KC: Vonn was certainly not happy when the President pulled the United States out of the landmark 2015 Paris Climate Agreement, saying in an Instagram post that “climate change is REAL and I watch the glaciers I love melt more every year…We can’t change the opinions of others but if we are all conscious and make small changes, we can make a big difference. Let’s try to save our planet!”

 

Lindsey Vonn Zimbio

Lindsey Vonn (Photo credit Zimbio.com)

 

MT: Speaking of saving our planet, there are women’s halfpipe medal hopeful Kelly Clark and 4-time Olympic cross country skier Andy Newell. Both devote a good amount of their precious spare time to climate advocacy.
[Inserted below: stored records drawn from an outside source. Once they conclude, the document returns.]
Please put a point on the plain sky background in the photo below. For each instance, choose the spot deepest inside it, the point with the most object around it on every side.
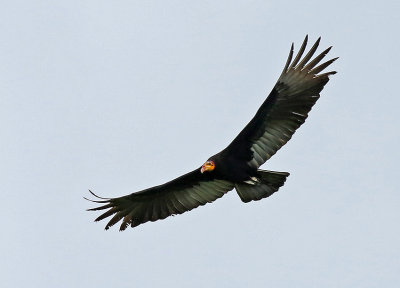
(118, 96)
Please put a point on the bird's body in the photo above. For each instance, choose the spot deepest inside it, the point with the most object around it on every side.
(237, 166)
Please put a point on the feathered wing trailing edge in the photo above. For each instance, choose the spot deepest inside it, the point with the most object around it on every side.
(285, 109)
(175, 197)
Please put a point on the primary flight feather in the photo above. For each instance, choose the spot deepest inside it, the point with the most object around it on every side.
(284, 110)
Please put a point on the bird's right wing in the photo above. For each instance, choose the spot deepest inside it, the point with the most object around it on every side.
(284, 110)
(175, 197)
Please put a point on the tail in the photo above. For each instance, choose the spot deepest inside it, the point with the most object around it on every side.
(264, 186)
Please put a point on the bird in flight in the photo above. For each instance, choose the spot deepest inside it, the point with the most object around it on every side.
(237, 166)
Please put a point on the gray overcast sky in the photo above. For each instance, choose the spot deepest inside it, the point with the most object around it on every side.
(118, 96)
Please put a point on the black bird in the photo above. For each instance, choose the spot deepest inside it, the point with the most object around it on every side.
(284, 110)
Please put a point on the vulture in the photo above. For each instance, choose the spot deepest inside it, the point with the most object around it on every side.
(237, 166)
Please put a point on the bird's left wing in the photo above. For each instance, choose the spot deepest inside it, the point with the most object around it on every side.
(175, 197)
(285, 109)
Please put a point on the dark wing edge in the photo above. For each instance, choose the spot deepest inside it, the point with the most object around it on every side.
(286, 108)
(175, 197)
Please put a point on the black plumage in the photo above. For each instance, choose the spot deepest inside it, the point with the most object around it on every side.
(284, 110)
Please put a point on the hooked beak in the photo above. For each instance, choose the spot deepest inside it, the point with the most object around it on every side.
(208, 166)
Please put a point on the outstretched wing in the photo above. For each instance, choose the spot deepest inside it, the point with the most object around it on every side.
(175, 197)
(285, 109)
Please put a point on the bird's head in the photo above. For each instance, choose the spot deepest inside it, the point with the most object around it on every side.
(208, 166)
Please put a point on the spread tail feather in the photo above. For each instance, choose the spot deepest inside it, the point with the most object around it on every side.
(268, 182)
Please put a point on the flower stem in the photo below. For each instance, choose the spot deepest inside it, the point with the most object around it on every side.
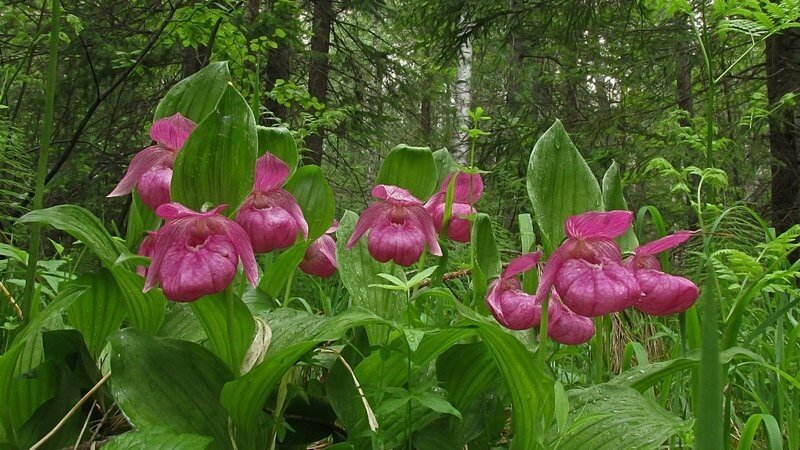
(44, 151)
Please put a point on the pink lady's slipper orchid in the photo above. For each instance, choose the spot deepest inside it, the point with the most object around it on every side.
(150, 171)
(662, 293)
(320, 257)
(587, 268)
(399, 227)
(467, 189)
(509, 305)
(566, 327)
(196, 254)
(270, 215)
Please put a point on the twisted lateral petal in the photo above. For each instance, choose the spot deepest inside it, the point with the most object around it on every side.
(664, 294)
(192, 272)
(592, 225)
(154, 185)
(421, 220)
(468, 187)
(402, 242)
(394, 195)
(566, 327)
(377, 213)
(171, 132)
(143, 161)
(521, 264)
(665, 243)
(596, 289)
(320, 258)
(271, 173)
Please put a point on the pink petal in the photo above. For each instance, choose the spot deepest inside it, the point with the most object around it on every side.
(664, 294)
(241, 242)
(154, 186)
(566, 327)
(402, 242)
(394, 195)
(593, 225)
(189, 273)
(596, 289)
(171, 132)
(665, 243)
(377, 213)
(142, 162)
(522, 264)
(416, 215)
(271, 173)
(468, 187)
(320, 258)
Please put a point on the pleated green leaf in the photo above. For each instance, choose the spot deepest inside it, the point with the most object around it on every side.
(614, 199)
(560, 184)
(98, 311)
(358, 270)
(280, 142)
(611, 416)
(229, 345)
(161, 382)
(411, 168)
(196, 96)
(217, 163)
(315, 197)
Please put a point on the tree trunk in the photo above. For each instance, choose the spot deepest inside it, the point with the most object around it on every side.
(463, 101)
(783, 77)
(318, 69)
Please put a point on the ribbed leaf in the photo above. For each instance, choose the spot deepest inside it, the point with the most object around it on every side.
(98, 311)
(229, 345)
(169, 383)
(614, 199)
(157, 439)
(610, 416)
(358, 270)
(315, 197)
(411, 168)
(197, 95)
(560, 184)
(279, 142)
(80, 224)
(217, 163)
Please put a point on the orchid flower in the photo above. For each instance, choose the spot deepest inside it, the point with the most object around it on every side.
(565, 326)
(399, 227)
(587, 270)
(150, 171)
(320, 257)
(510, 306)
(196, 253)
(662, 293)
(467, 189)
(270, 215)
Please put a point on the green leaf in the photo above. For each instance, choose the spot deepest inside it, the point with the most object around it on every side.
(445, 164)
(159, 438)
(560, 184)
(280, 142)
(358, 270)
(614, 199)
(161, 382)
(315, 197)
(80, 224)
(613, 416)
(98, 311)
(229, 345)
(217, 163)
(411, 168)
(196, 96)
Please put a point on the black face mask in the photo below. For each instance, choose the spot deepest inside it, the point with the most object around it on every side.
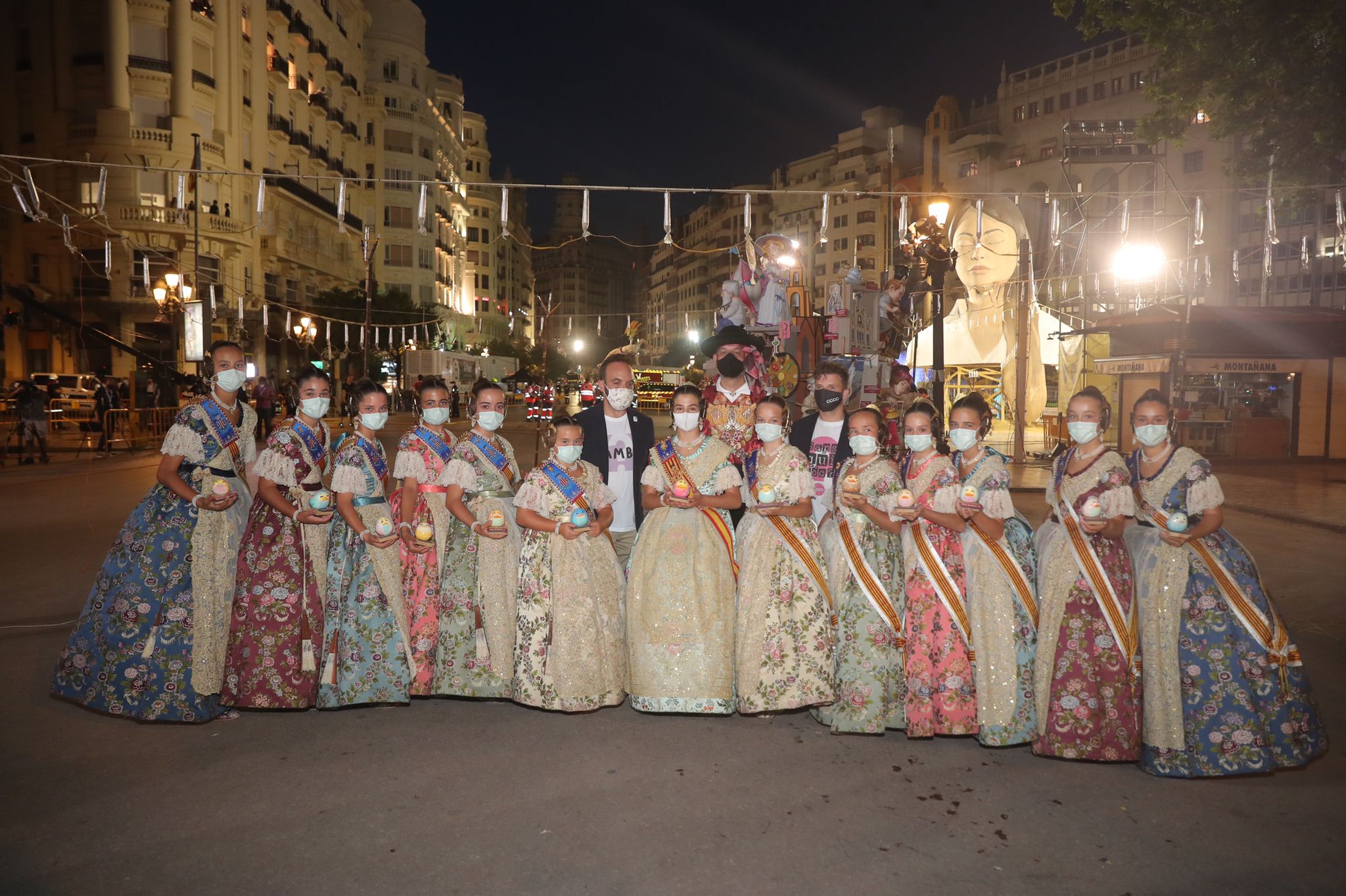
(730, 367)
(825, 399)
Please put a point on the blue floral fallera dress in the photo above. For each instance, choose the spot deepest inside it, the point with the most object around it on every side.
(1236, 716)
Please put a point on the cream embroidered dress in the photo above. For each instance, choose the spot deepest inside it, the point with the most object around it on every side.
(783, 622)
(480, 587)
(870, 677)
(1003, 630)
(570, 650)
(680, 594)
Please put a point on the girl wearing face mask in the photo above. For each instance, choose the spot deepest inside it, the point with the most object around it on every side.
(1225, 692)
(277, 614)
(683, 573)
(941, 690)
(367, 652)
(570, 650)
(480, 571)
(422, 455)
(783, 629)
(151, 639)
(1085, 679)
(864, 573)
(1000, 568)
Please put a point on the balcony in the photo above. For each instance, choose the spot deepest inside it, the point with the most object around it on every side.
(150, 65)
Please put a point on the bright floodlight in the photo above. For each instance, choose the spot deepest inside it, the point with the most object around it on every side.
(1138, 261)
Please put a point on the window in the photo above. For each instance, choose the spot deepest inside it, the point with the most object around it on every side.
(398, 217)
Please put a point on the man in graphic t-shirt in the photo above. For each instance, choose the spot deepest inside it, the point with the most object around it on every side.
(823, 435)
(618, 440)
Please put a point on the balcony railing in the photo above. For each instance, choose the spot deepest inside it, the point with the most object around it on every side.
(150, 65)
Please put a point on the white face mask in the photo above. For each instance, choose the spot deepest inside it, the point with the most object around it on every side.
(231, 380)
(435, 416)
(863, 445)
(769, 432)
(918, 441)
(315, 408)
(1153, 435)
(687, 420)
(963, 439)
(621, 399)
(1082, 432)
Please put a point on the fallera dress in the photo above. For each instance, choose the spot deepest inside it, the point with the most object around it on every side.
(680, 591)
(870, 606)
(1225, 689)
(1003, 608)
(422, 454)
(1084, 683)
(783, 622)
(367, 645)
(282, 573)
(941, 689)
(480, 576)
(570, 650)
(151, 639)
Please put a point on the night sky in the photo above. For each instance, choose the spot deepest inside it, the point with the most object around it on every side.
(711, 95)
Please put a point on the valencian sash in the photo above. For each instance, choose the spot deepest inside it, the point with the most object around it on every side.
(1270, 634)
(1122, 625)
(571, 490)
(789, 537)
(373, 455)
(494, 455)
(436, 444)
(223, 430)
(944, 583)
(674, 470)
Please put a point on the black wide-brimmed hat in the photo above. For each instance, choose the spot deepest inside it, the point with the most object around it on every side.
(731, 335)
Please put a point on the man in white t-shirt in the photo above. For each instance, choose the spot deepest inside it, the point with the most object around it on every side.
(618, 440)
(823, 435)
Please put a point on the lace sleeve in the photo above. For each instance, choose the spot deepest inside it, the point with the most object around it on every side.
(1203, 489)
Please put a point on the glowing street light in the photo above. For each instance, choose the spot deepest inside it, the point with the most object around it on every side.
(1138, 261)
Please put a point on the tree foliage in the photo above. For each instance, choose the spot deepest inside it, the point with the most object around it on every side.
(1267, 72)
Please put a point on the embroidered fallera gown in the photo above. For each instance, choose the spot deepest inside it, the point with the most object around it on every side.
(680, 593)
(570, 650)
(1216, 702)
(480, 576)
(367, 649)
(423, 455)
(868, 667)
(941, 690)
(282, 572)
(1088, 698)
(1004, 630)
(151, 639)
(783, 623)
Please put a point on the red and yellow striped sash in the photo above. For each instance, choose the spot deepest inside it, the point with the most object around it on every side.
(870, 584)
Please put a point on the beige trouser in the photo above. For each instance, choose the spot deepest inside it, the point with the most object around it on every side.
(622, 543)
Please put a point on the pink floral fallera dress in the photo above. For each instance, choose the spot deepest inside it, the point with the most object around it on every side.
(941, 694)
(1088, 700)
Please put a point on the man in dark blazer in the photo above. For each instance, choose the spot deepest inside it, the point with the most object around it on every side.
(823, 435)
(618, 440)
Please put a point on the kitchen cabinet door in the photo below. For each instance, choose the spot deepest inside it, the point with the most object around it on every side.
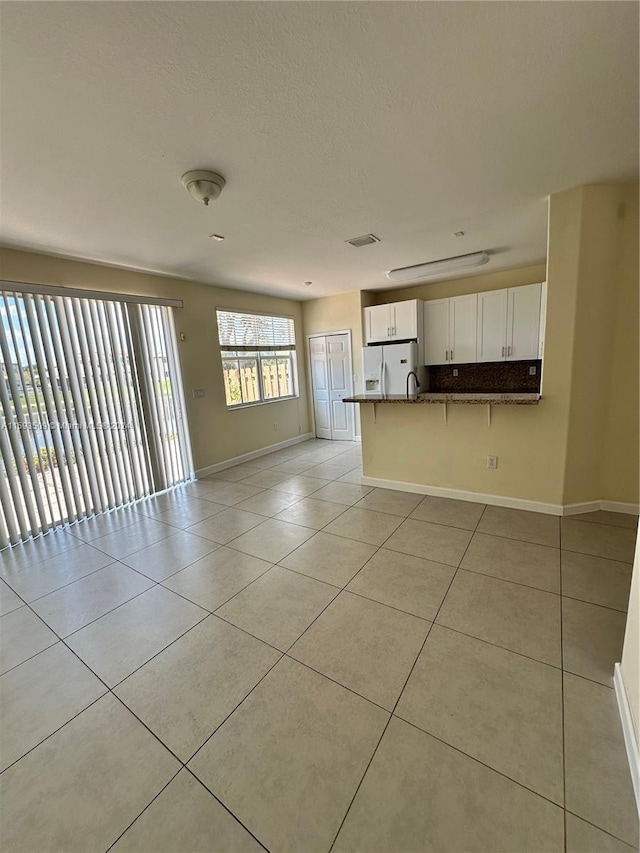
(404, 320)
(463, 332)
(523, 322)
(492, 325)
(436, 331)
(377, 323)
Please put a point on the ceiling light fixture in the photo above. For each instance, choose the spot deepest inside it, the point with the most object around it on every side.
(202, 185)
(460, 262)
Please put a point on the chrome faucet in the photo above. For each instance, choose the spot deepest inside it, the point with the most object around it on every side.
(415, 376)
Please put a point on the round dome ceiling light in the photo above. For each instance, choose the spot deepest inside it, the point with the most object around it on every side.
(204, 186)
In fact, last fall Andy, along with several other elite winter sports athletes, went to Capitol Hill to educate and lobby Members of Congress…

KC: …of both parties

MT: …of both parties, yes, about the effects of climate change in winter sports states like Utah and Colorado and in favor of action to help to curtail it.

 

Andy Newell Sochi

Andy Newell at the 2014 Sochi Olympics (Photo credit: Andy Newell)

 

KC: …That’s right, Mike. And his climate advocacy work is not a new thing. Last fall, in an interview with GreenSportsBlog, Newell shared how he and Bill McKibben…

MT: …Bill McKibben of grassroots climate activist group 350.org fame?

KC: …That’s the one…How he and McKibben “drafted a letter for a group of snow sports athletes called Athletes for Action and that letter was addressed to world leaders, urging them to sign the Paris Climate Agreement.”

MT: An agreement that ultimately was ratified by over 200 countries, including the United States. As we stated earlier, the Trump Administration has decided to pull the U.S. out of Paris. We shall see how that goes. But our South Korean hosts have stayed in Paris and they’ve done some good things from a sustainability point of view with the PyeongChang Olympics.

KC: That’s right, Mike. Hyeona Kim, a senior project manager responsible for sustainability at the PyeongChang Organizing Committee or POCOG, reported that POCOG “is funding wind farms that will produce more than the minimum amount of electricity need to power the 2018 Olympic and Paralympic Games.”

 

Hyeona Kim

Hyeona Kim, Senior Project Manager, POCOG. (Photo credit: PyeongChang Organizing Committee for the 2018 Olympic and Paralympic Winter Games or POCOG)

 

MT: Great to hear, Katie. Now, we will back with the entrance of the Bermuda delegation — where sea level rise is indeed a big concern — after this word from our sponsors.

 

Hey, a GreenSportsBlogger can dream, can’t he?